2024-04-01
The power of being able to query your servers for unpredictable things
Today, for reasons beyond the scope of this entry, we wanted to
find out how much disk space /var/log/amanda
was using on all of
our servers. We have a quite
capable metrics system that captures the amount of space filesystems
are using (among many other things), but /var/log/amanda
wasn't
covered by this because it wasn't a separate filesystem; instead
it was just one directory tree in either the root filesystem (on
most servers) or the /var
filesystem (on a few fileservers that
have a separate /var). Fortunately we don't have too many servers
in our fleet and we have a set of tools to run commands across
all of them, so answering our question was pretty
simple.
This isn't the first time we've wanted to know some random thing about some or all of our servers, and it won't be the last time. The reality of life is that routine monitoring can't possibly capture every fact you'll ever want to know, and you shouldn't even try to make it do so (among other issues, you'd be collecting far too much information). Sooner or later you're going to need to get nearly arbitrary information from your servers, using some mechanism.

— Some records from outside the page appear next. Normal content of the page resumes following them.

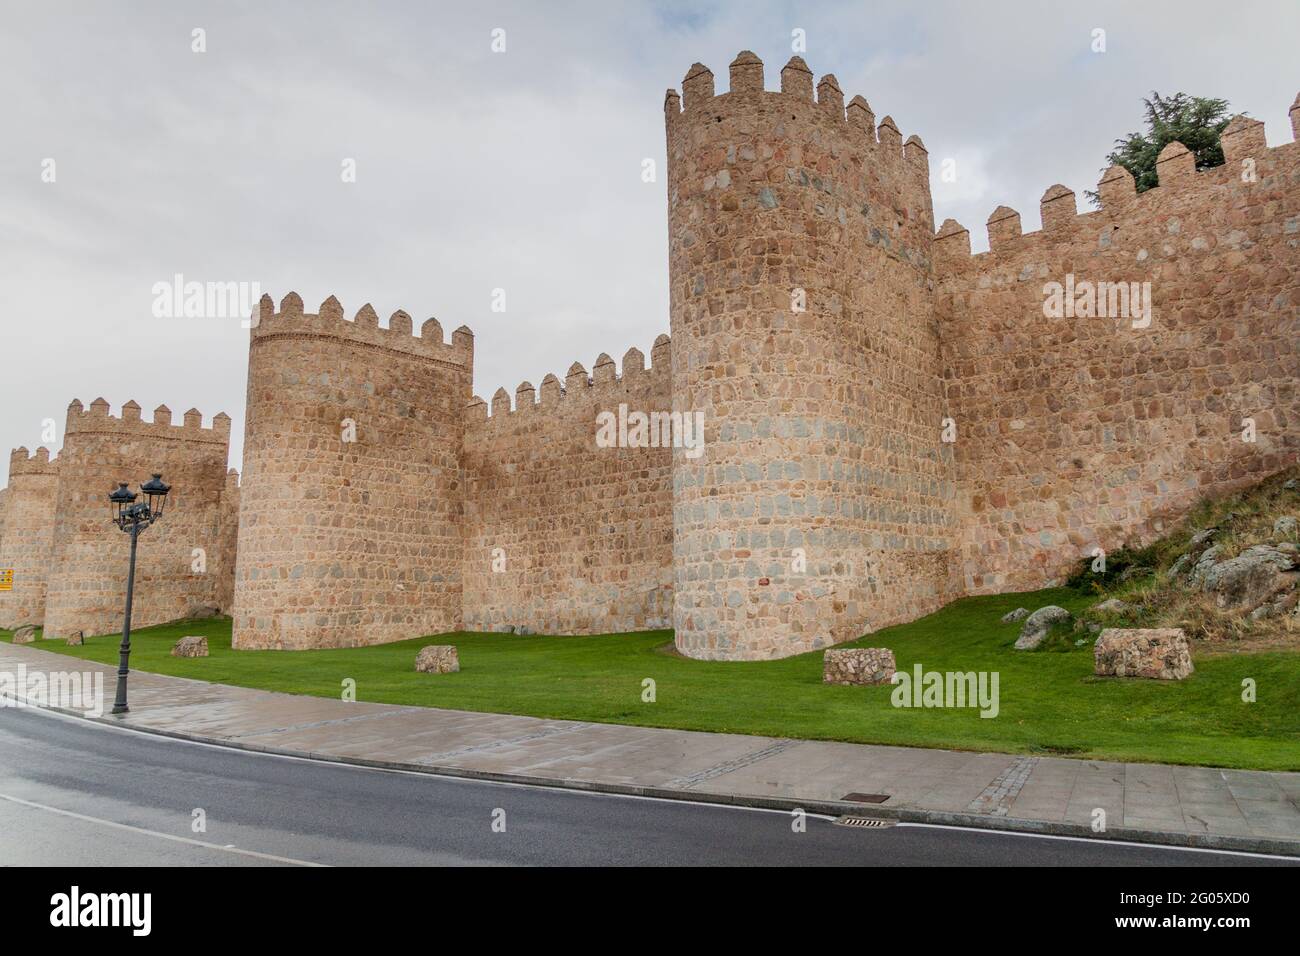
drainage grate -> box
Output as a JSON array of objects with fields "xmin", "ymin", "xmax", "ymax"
[
  {"xmin": 835, "ymin": 815, "xmax": 894, "ymax": 828},
  {"xmin": 841, "ymin": 792, "xmax": 891, "ymax": 804}
]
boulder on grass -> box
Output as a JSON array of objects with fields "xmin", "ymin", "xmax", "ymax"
[
  {"xmin": 171, "ymin": 635, "xmax": 209, "ymax": 658},
  {"xmin": 1000, "ymin": 607, "xmax": 1029, "ymax": 623},
  {"xmin": 415, "ymin": 645, "xmax": 459, "ymax": 674},
  {"xmin": 1094, "ymin": 628, "xmax": 1193, "ymax": 680},
  {"xmin": 12, "ymin": 624, "xmax": 37, "ymax": 644},
  {"xmin": 1199, "ymin": 544, "xmax": 1298, "ymax": 610},
  {"xmin": 1093, "ymin": 598, "xmax": 1132, "ymax": 614},
  {"xmin": 1014, "ymin": 606, "xmax": 1071, "ymax": 649},
  {"xmin": 1274, "ymin": 516, "xmax": 1298, "ymax": 539},
  {"xmin": 822, "ymin": 647, "xmax": 895, "ymax": 686},
  {"xmin": 65, "ymin": 631, "xmax": 84, "ymax": 646}
]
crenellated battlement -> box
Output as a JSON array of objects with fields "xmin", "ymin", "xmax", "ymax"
[
  {"xmin": 933, "ymin": 98, "xmax": 1300, "ymax": 268},
  {"xmin": 664, "ymin": 51, "xmax": 929, "ymax": 175},
  {"xmin": 466, "ymin": 333, "xmax": 671, "ymax": 424},
  {"xmin": 8, "ymin": 446, "xmax": 59, "ymax": 477},
  {"xmin": 64, "ymin": 398, "xmax": 230, "ymax": 444},
  {"xmin": 218, "ymin": 53, "xmax": 1297, "ymax": 660},
  {"xmin": 251, "ymin": 292, "xmax": 473, "ymax": 368}
]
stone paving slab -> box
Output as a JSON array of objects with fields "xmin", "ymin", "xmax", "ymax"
[{"xmin": 2, "ymin": 643, "xmax": 1298, "ymax": 855}]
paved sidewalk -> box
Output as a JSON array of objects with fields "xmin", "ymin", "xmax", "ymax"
[{"xmin": 3, "ymin": 643, "xmax": 1298, "ymax": 855}]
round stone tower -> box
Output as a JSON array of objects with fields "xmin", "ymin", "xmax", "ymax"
[
  {"xmin": 0, "ymin": 447, "xmax": 59, "ymax": 629},
  {"xmin": 232, "ymin": 293, "xmax": 473, "ymax": 649},
  {"xmin": 664, "ymin": 52, "xmax": 957, "ymax": 660}
]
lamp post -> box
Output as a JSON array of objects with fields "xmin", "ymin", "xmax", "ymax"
[{"xmin": 108, "ymin": 473, "xmax": 170, "ymax": 715}]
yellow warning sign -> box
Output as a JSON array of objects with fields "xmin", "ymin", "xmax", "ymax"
[{"xmin": 0, "ymin": 569, "xmax": 12, "ymax": 592}]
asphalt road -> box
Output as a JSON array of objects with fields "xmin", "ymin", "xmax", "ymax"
[{"xmin": 0, "ymin": 706, "xmax": 1293, "ymax": 867}]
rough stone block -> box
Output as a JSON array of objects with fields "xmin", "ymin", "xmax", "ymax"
[
  {"xmin": 171, "ymin": 635, "xmax": 209, "ymax": 658},
  {"xmin": 823, "ymin": 647, "xmax": 895, "ymax": 685},
  {"xmin": 1094, "ymin": 628, "xmax": 1193, "ymax": 680},
  {"xmin": 415, "ymin": 644, "xmax": 460, "ymax": 674},
  {"xmin": 12, "ymin": 624, "xmax": 37, "ymax": 644}
]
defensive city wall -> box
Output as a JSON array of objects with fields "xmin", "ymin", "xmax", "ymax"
[
  {"xmin": 0, "ymin": 447, "xmax": 60, "ymax": 629},
  {"xmin": 0, "ymin": 401, "xmax": 238, "ymax": 638},
  {"xmin": 1, "ymin": 53, "xmax": 1296, "ymax": 661},
  {"xmin": 934, "ymin": 112, "xmax": 1299, "ymax": 597}
]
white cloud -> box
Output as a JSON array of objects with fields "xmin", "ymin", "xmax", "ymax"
[{"xmin": 1, "ymin": 0, "xmax": 1295, "ymax": 481}]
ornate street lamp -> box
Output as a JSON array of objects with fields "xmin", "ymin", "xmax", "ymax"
[{"xmin": 108, "ymin": 473, "xmax": 170, "ymax": 714}]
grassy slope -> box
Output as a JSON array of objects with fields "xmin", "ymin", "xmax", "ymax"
[
  {"xmin": 7, "ymin": 585, "xmax": 1298, "ymax": 770},
  {"xmin": 1071, "ymin": 466, "xmax": 1300, "ymax": 642}
]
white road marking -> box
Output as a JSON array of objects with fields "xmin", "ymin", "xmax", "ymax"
[
  {"xmin": 894, "ymin": 821, "xmax": 1297, "ymax": 861},
  {"xmin": 0, "ymin": 792, "xmax": 328, "ymax": 867},
  {"xmin": 6, "ymin": 694, "xmax": 1296, "ymax": 861}
]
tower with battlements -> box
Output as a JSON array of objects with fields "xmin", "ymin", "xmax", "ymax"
[
  {"xmin": 0, "ymin": 447, "xmax": 60, "ymax": 628},
  {"xmin": 9, "ymin": 57, "xmax": 1294, "ymax": 661},
  {"xmin": 664, "ymin": 53, "xmax": 960, "ymax": 659},
  {"xmin": 230, "ymin": 293, "xmax": 473, "ymax": 649},
  {"xmin": 41, "ymin": 399, "xmax": 236, "ymax": 640}
]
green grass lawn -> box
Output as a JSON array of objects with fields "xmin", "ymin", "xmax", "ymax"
[{"xmin": 6, "ymin": 587, "xmax": 1298, "ymax": 770}]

This mechanism doesn't necessarily need to be SSH, and it doesn't even need to involve connecting to servers, depending in part on how many of them you have. Perhaps you'll normally do it by peering inside one of your immutable system images to answer questions about it. But on a moderate scale my feeling is that 'run a command on some or all of our machines and give me the output' is the basic primitive you're going to wind up wanting, partly because it's so flexible.
(One advantage of using SSH for this is that SSH has a mature, well understood and thoroughly hardened authentication and access control system. Other methods of what are fundamentally remote command or code execution may not be so solid and trustworthy. And if you want to, you can aggressively constrain what a SSH connection can do through additional measures like forcing it to run in a captive environment that only permits certain things.)
PS: The direct answer is that on everything except our Amanda backup servers, /var/log/amanda is at most 20 Mbytes or so, and often a lot less. After the Amanda servers, our fileservers have the largest amount of data there. In our environment, this directory tree is only used for what are basically debugging logs, and I believe that on clients, the amount of debugging logs you wind up with scales with the number of filesystems you're dealing with.